«Im Augenblick nichts Konkretes. Sagen Sie mir nur, ob Ihre Richtlinien es Ihnen gestatten würden, ein Kaninchen zu fangen, wenn ich es aus dem Bau rauslocke. «Ich wandte mich an Erik.
«Erklären Sie’s ihm. Kann er mir, wenn ich eine Falle aufstelle, behilflich sein, wenn ich sie zuschnappen lasse? Wäre ihm das erlaubt, und würde er es gern persönlich tun?«
Die Brüder berieten sich in ihrer Muttersprache — Knut ernst, beherrscht und übermüdet, Erik dagegen mit unbeherrschten Gesten, bohemienhafter Kleidung und wildem, dünnem Haar. Erik war zwar der Ältere, seine Lebenskraft war aber noch völlig ungebrochen.
Zuletzt nickten beide. Knut sagte:»Solange es nicht gegen irgendwelche Bestimmungen verstößt, werde ich helfen.«
«Ich bin Ihnen sehr verbunden.«
Er lächelte matt.»Sie erledigen meine Arbeit.«
Er holte Mantel und Mütze und begleitete uns dann nach unten. Wie sich herausstellte, hatte er sein Auto in der gleichen, an einem kleinen, eingezäunten Park vorbeiführenden Seitenstraße geparkt wie Erik.
Eriks Wagen stand im Mittelpunkt des allgemeinen Interesses.

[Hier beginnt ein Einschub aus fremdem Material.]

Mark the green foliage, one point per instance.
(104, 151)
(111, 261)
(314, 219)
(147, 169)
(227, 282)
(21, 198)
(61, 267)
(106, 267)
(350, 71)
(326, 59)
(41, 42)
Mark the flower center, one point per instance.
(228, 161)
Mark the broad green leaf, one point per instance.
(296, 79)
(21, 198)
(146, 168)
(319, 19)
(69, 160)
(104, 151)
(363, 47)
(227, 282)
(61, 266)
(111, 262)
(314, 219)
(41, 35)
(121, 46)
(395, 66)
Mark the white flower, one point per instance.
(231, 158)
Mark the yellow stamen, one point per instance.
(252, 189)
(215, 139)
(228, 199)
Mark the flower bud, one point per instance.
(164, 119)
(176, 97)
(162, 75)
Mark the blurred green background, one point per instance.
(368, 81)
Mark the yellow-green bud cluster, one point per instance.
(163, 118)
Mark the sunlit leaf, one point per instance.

Ungefähr drei Meter von ihm entfernt standen ein rundes Dutzend Kinder und ein unsicher dreinblickender Polizist im Halbkreis um ihn herum. Beim Anblick Knuts wechselte der Gesichtsausdruck des Polizisten von Unsicherheit zu
Dankbarkeit — er grüßte und machte sich daran, seine Besorgnis auf jemand anderen abzuwälzen.
Erik übersetzte für mich. Er sah verwirrt aus.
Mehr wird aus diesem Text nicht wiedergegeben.